Turn dough only a lightly floured surface and form into a ball. Flatten slightly to form a disk. Wrap in plastic wrap and put in fridge for at least 1 hour or up to 3 days.
If using mini tart shells, divide dough into 6 equal balls. On a lightly floured surface, roll each piece of dough into a circle slightly larger in diameter than the tart shell. Press dough into each tart shell, trimming the edges with a sharp knife. Cover each with plastic wrap and place in fridge for at least 30 minutes or until firm. NOTE - If using a 9 inch tart shell, just roll out to diameter slightly large and repeat steps above.
Preheat the oven to 375°F. Prick the bottom of each tart with a fork 2 or 3 times. Bake the shells for 25 minutes until golden brown, not dark. Rotate the tart halfway through. Remove the tartlets from the oven and let them cool completely.
Caramel Filling
Place the cream and butter in a small saucepan over low heat and warm until the butter has melted and set aside.
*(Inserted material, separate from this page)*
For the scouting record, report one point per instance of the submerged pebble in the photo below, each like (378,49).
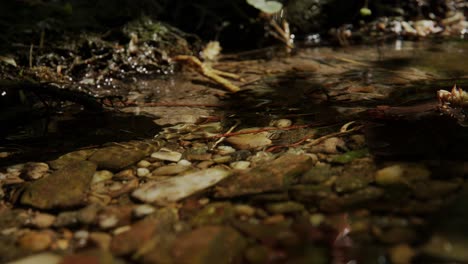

Place the sugar and water in a medium saucepan over low heat and cook, stirring, until the sugar is dissolved. Put a sugar thermometer in the pan and increase the heat to high. Bring to the boil and cook for about 10 minutes, without stirring, or until the temperature reaches 340°F and the mixture is a deep caramel color.
Remove from the heat and working quickly, add the cream and butter mixture and whisk to combine (be cautious here as it will bubble up). Return to the heat and cook for another 5 minutes or until thickened slightly. Stir in salt.
Pour caramel mixture into pastry shells and place in fridge for at least 30 minutes or until set.
Chocolate Ganache
Place chocolate in a medium bowl. Heat the cream in a small saucepan over medium heat until it begins to simmer. Pour cream over chocolate. Let sit for about 2 minutes and then stir until the chocolate is completely melted and smooth. Pour over each tart until smooth and caramel is completely covered. Place back in fridge for 30 minutes or until set. Sprinkle some salt over tart and serve cold.
Notes
The homemade tart crust is actually super easy to make and you will notice the difference. But you can skip and use store-bought pie crust if needed.
Use a candy thermometer so you know when your caramel is ready to have the cream added. Once it reaches 340°F, it is ready.
Use quality dark chocolate as it contributes to the flavor of the tarts.
You can store the caramel tart in an airtight container for a week in the fridge or 3 months in the freezer.